13. Thus in the encyclical we read, among other things: “The Church is the first to praise and commend the use of intelligence in a work which associates the creature in such a close way with his Creator, but she affirms that this must be done with respect for the order established by God” (Humanae vitae, no. 16).

14. These concepts have caused equivocations in the polemic that took place after the promulgation of Humanae vitae and, among other things, have led to the charge that the encyclical is biologistic. See Wprowadzenie do encikliki Humanae Vitae w “Notificationes” e Curia Metropolitana Cracoviensi, A.D. 1969, No. 1-4, translated into Italian as Introduzione all’Enciclica Humanae Vitae). Here we read, among other things: “The encyclical adopts the integrally anthropological norm and not a ‘biological’ norm in the narrow sense.”
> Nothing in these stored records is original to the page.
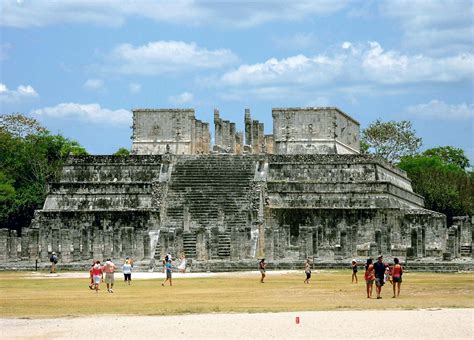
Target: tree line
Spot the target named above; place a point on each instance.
(31, 156)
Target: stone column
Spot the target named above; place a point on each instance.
(66, 245)
(218, 128)
(127, 241)
(306, 242)
(13, 242)
(4, 244)
(248, 128)
(269, 243)
(97, 251)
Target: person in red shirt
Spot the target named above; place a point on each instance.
(397, 272)
(97, 275)
(369, 277)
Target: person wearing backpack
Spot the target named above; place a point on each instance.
(54, 260)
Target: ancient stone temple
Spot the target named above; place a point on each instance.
(302, 192)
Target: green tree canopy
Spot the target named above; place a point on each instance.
(450, 155)
(122, 152)
(392, 140)
(445, 186)
(30, 157)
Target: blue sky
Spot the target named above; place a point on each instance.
(80, 66)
15. Allow the author to make here a connection between the “principle of totality,” according to the meaning that has been attributed to it in the enunciations of Pius XII and, later on, in the encyclical Humanae vitae and the “global vision” of man, particularly accentuated in the latter document. Also allow the author to introduce here, in the consideration of this integral vision of man, the concepts elaborated in his own thought on the subject of the human person. See his The Acting Person, especially chapters 5 and 6; see also his intervention at the Congress of St. Thomas held in Rome and Naples on 17-24 April, 1974, “Struttura personale dell’ autodeterminazione.” The direction of the analyses in this part of the text of Humanae vitae is explained by the fact that the encyclical not only treats of the “principle of totality” but of the anthropological implications of that principle.

16. See I. Kant, Die Grundlegung zur Metaphysik der Sitten (Leipzig: Philipp Reclam, 1904), p. 65.